In the machine learning community two concepts usually popup very often, bias and variance. These two concepts provide a representation of the quality of a model in terms of how it adapts to the training data and how it adapts to new data.
It is related to a simple, rigid and constrained model, few or poor quality data, underfitting.
Models with high bias tend to miss relevant features in the data that is modeling, this miss of features can cause the model to underfit. This usually happens when the model is too simple and does not have enough capacity to work properly. It can also happen when even though the data is simple enough for the model, it contains too much noise, thus it requires a more complex model.
It is related to complex, variable, and adaptable models, overfitting.
Machine learning models with high variance tend to have a very high sensitivity, they are variable to any small noise and fluctuations that the data can have. This means that it will learn everything in the training set by memory (they are the worst generalizers). This models are too complex and overfit the training dataset.
All algorithms that learn from data have a tradeoff between variance and bias, the best model is the one that minimizes both, that is, a model that is complex enough to reduce the learning loss and simple enough to be able to generalize properly to new, unseen samples.
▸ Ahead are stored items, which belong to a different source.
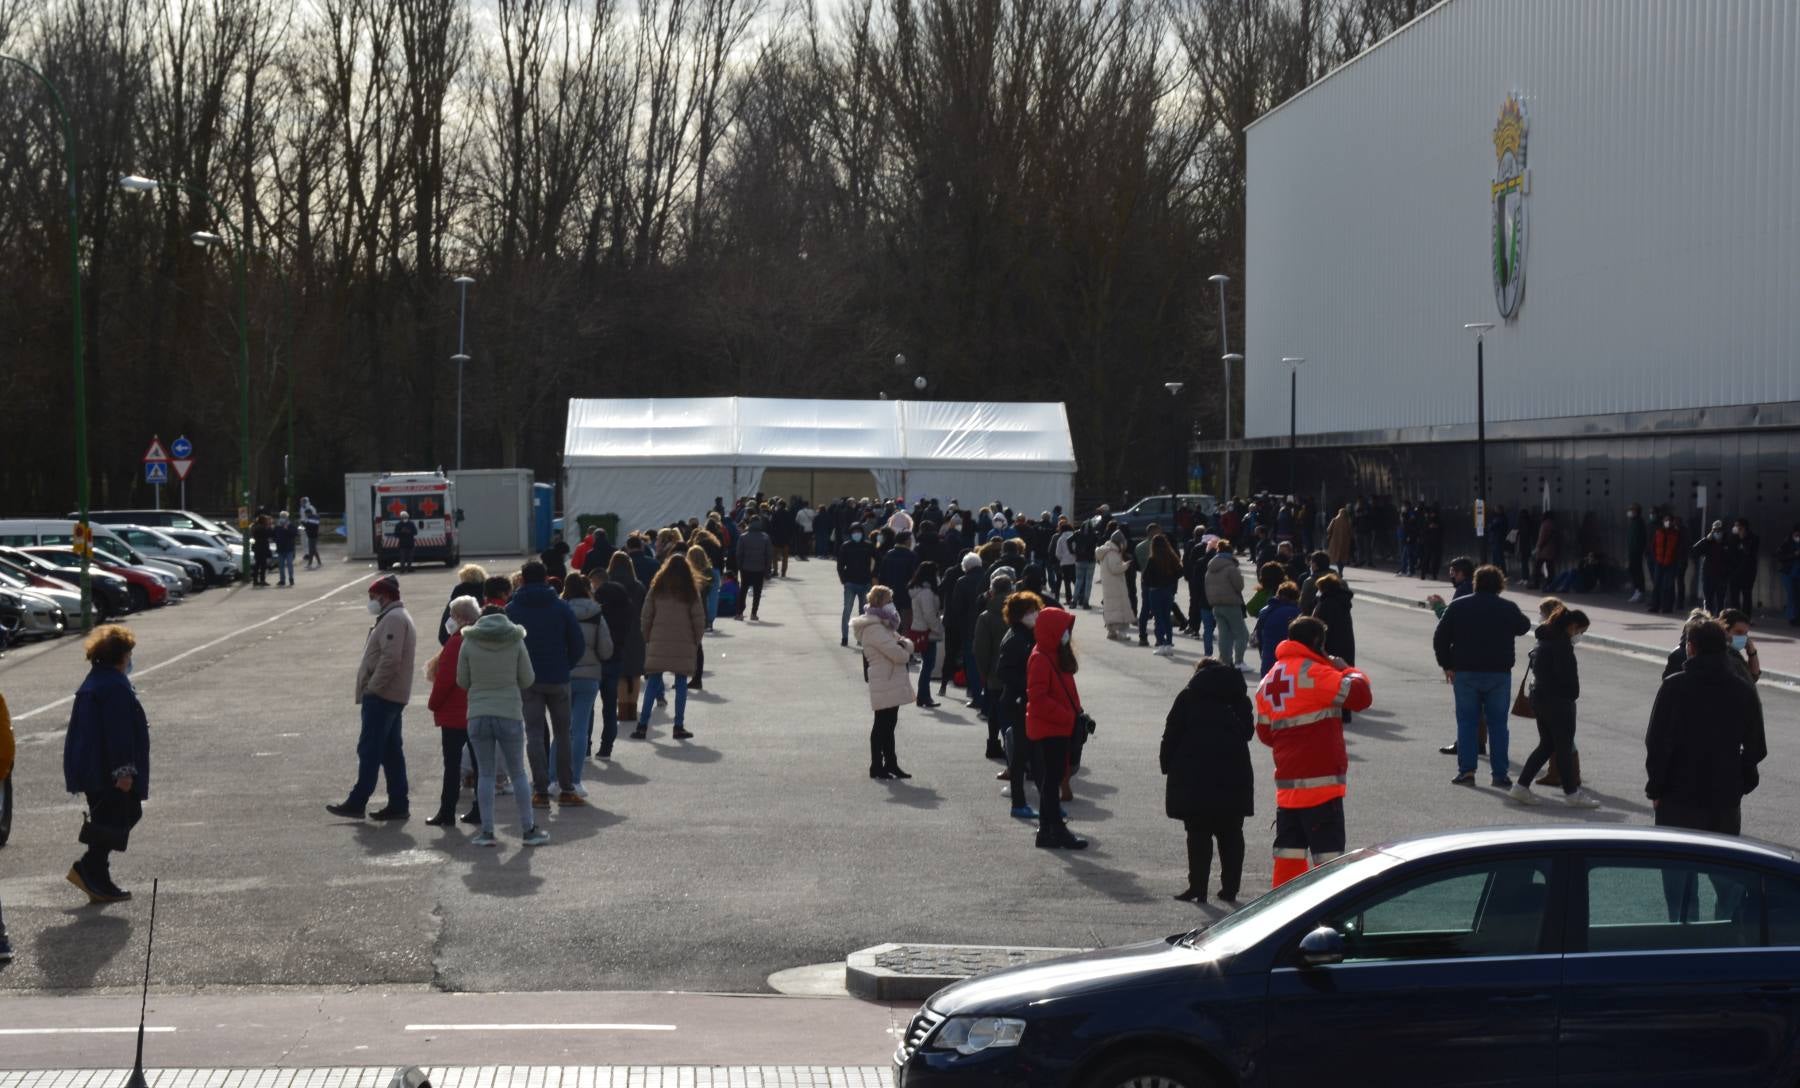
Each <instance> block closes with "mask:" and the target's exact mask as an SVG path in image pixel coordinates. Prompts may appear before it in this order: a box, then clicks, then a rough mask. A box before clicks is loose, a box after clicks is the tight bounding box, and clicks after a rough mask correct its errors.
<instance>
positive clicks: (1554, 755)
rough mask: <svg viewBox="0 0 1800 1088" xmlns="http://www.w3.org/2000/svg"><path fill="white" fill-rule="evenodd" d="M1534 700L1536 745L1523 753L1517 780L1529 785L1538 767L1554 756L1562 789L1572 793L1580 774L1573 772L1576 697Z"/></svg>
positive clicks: (1577, 782)
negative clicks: (1531, 753)
mask: <svg viewBox="0 0 1800 1088" xmlns="http://www.w3.org/2000/svg"><path fill="white" fill-rule="evenodd" d="M1534 703H1535V706H1537V748H1534V749H1532V755H1528V757H1525V767H1523V769H1521V771H1519V782H1523V784H1526V785H1530V784H1532V780H1534V778H1535V776H1537V771H1539V769H1541V767H1543V766H1544V764H1546V762H1548V760H1552V758H1555V762H1557V778H1561V780H1562V793H1575V789H1577V787H1579V785H1580V775H1577V773H1575V701H1573V699H1535V701H1534Z"/></svg>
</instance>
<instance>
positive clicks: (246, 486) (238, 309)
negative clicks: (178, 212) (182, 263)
mask: <svg viewBox="0 0 1800 1088" xmlns="http://www.w3.org/2000/svg"><path fill="white" fill-rule="evenodd" d="M119 187H121V189H124V191H126V193H155V191H157V189H160V187H162V182H158V180H155V178H146V177H142V175H135V173H133V175H126V177H122V178H119ZM180 187H182V189H184V191H185V193H189V195H193V196H198V198H202V200H205V202H207V204H209V205H211V207H212V213H214V214H218V220H220V227H223V229H225V231H230V240H232V250H234V256H236V261H232V265H234V272H236V277H238V432H239V447H241V449H239V465H238V470H239V472H241V486H243V490H241V494H239V508H241V513H239V517H238V531H239V533H241V537H243V539H241V542H243V555H241V567H239V571H241V575H243V576H245V578H248V576H250V290H248V286H247V283H245V279H247V274H245V259H247V258H245V247H243V236H241V234H239V232H238V229H236V227H232V223H230V216H229V214H227V213H225V207H223V205H221V204H220V202H218V200H214V198H212V195H211V193H207V191H205V189H202V187H200V186H189V184H182V186H180ZM187 240H189V241H193V243H194V245H200V247H207V249H211V247H214V245H225V238H221V236H218V234H214V232H212V231H194V232H193V234H189V236H187Z"/></svg>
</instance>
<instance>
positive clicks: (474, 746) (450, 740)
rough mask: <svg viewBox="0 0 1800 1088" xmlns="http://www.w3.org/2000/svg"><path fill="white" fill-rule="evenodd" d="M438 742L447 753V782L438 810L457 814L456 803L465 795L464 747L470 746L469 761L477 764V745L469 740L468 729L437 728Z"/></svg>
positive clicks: (443, 749) (478, 768)
mask: <svg viewBox="0 0 1800 1088" xmlns="http://www.w3.org/2000/svg"><path fill="white" fill-rule="evenodd" d="M437 742H439V746H441V748H443V753H445V784H443V793H439V796H437V811H439V812H450V814H452V816H454V814H455V803H457V800H459V798H461V796H463V749H464V748H468V762H470V766H475V767H477V769H475V773H477V775H479V773H481V769H479V766H477V764H475V746H473V744H470V742H468V730H445V728H439V730H437Z"/></svg>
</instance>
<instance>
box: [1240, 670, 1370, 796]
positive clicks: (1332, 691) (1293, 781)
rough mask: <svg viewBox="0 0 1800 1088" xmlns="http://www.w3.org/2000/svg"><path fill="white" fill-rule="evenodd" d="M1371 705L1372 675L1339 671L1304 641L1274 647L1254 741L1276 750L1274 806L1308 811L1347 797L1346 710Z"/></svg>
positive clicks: (1264, 690)
mask: <svg viewBox="0 0 1800 1088" xmlns="http://www.w3.org/2000/svg"><path fill="white" fill-rule="evenodd" d="M1372 703H1373V695H1372V694H1370V688H1368V677H1366V675H1363V672H1359V670H1355V668H1337V666H1336V665H1332V663H1330V659H1328V657H1325V656H1321V654H1318V652H1314V650H1310V648H1307V647H1305V645H1303V643H1296V641H1294V639H1285V641H1283V643H1282V645H1278V647H1276V648H1274V668H1271V670H1269V674H1267V675H1264V677H1262V683H1260V685H1256V737H1258V739H1262V742H1264V744H1267V746H1269V748H1273V749H1274V803H1276V805H1280V807H1282V809H1310V807H1314V805H1323V803H1325V802H1328V800H1332V798H1341V796H1345V782H1346V778H1348V773H1350V757H1348V753H1345V722H1343V712H1345V710H1366V708H1368V706H1370V704H1372Z"/></svg>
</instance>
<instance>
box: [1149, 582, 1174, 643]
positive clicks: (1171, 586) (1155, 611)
mask: <svg viewBox="0 0 1800 1088" xmlns="http://www.w3.org/2000/svg"><path fill="white" fill-rule="evenodd" d="M1143 596H1145V603H1147V605H1148V607H1150V614H1152V616H1154V618H1156V645H1159V647H1172V645H1175V627H1174V623H1172V620H1170V616H1172V614H1174V609H1175V587H1174V585H1145V587H1143Z"/></svg>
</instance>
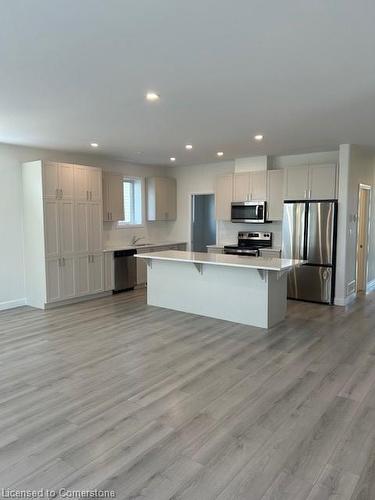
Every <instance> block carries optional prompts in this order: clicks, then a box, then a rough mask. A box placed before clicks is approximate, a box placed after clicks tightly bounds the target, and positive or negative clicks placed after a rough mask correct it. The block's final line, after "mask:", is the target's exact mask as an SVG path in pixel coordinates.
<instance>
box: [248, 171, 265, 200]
mask: <svg viewBox="0 0 375 500" xmlns="http://www.w3.org/2000/svg"><path fill="white" fill-rule="evenodd" d="M251 199H252V200H257V201H264V200H266V199H267V171H266V170H264V171H261V172H252V173H251Z"/></svg>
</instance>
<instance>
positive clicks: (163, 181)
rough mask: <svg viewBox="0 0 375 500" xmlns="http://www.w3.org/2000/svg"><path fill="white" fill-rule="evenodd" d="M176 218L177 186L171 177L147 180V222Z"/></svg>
mask: <svg viewBox="0 0 375 500" xmlns="http://www.w3.org/2000/svg"><path fill="white" fill-rule="evenodd" d="M176 218H177V186H176V179H174V178H173V177H149V178H148V179H147V220H148V221H168V220H176Z"/></svg>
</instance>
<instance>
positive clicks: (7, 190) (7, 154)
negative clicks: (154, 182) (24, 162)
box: [0, 144, 170, 309]
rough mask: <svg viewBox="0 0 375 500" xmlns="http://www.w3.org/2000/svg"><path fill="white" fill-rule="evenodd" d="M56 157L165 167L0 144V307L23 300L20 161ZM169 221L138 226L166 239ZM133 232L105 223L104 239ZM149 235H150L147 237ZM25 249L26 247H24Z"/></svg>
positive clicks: (121, 238)
mask: <svg viewBox="0 0 375 500" xmlns="http://www.w3.org/2000/svg"><path fill="white" fill-rule="evenodd" d="M38 159H42V160H56V161H61V162H68V163H80V164H85V165H92V166H98V167H102V168H103V169H105V170H109V171H118V172H122V173H124V175H130V176H131V175H134V176H141V177H144V176H149V175H165V172H166V171H168V172H169V169H166V168H165V167H164V168H163V167H149V166H141V165H132V164H129V163H125V162H121V161H116V160H110V159H107V158H105V157H102V156H100V155H92V154H87V155H83V154H74V153H67V152H61V151H52V150H43V149H35V148H26V147H19V146H10V145H5V144H0V214H1V215H0V217H1V219H0V241H1V246H0V309H4V308H6V307H14V306H16V305H20V304H23V303H24V297H25V283H24V257H23V256H24V248H23V220H22V198H23V195H22V175H21V164H22V163H23V162H25V161H31V160H38ZM168 224H169V225H170V223H153V224H147V225H146V227H145V228H142V229H138V230H137V233H144V234H145V235H146V237H147V238H149V237H150V238H153V239H156V238H158V239H160V240H162V239H166V237H167V235H168V233H169V229H168ZM133 233H134V231H132V230H128V229H120V230H115V229H114V228H113V225H112V224H111V223H109V224H108V225H107V224H106V228H105V239H111V240H116V241H117V240H121V241H122V240H123V241H129V240H130V238H131V236H132V235H133ZM149 235H150V236H149ZM25 250H26V251H27V249H25Z"/></svg>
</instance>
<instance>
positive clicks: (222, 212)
mask: <svg viewBox="0 0 375 500" xmlns="http://www.w3.org/2000/svg"><path fill="white" fill-rule="evenodd" d="M232 201H233V175H232V174H229V175H220V176H218V177H217V178H216V189H215V212H216V220H224V221H230V219H231V203H232Z"/></svg>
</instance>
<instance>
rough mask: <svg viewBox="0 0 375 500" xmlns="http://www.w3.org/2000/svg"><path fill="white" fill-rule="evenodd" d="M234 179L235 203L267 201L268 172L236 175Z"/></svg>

Based on this tradeoff we can create a third tradeoff called the triple tradeoff (Dietterich 2003).
The first part of the tradeoff takes into account the complexity/capacity of the model, the model has to be complex enough to navigate through the noise and learn the underlying representation. For example, if we take random data samples from the following linear function
f(x) = x + noise(x) , the best model that can model this kind of data is a linear regression model. We need to be careful in not using a too complex model such as a polynomial or a neural network. As the complexity of the model increases, the generalization error decreases, but as we have seen before with the bias/variance tradeoff we need to stop increasing the complexity at some point; until we find the Optimal Model Complexity.
The amount of training data is very important, the more data we have, the more information we can learn about the distribution of the samples. As the amount of training data increases the, the generalization error decreases. This statement is true only up to a point because the noise that we can find in the dataset can confuse the model.
The generalization error decreases as we keep in check the other two parameters. The capacity of generalization of a machine learning model is the most important thing. When we learn from data, we want the model to be able to apply its knowledge to new situations if the model works perfectly with the training data but generalizes badly, it is useless and we might not even bother working with it.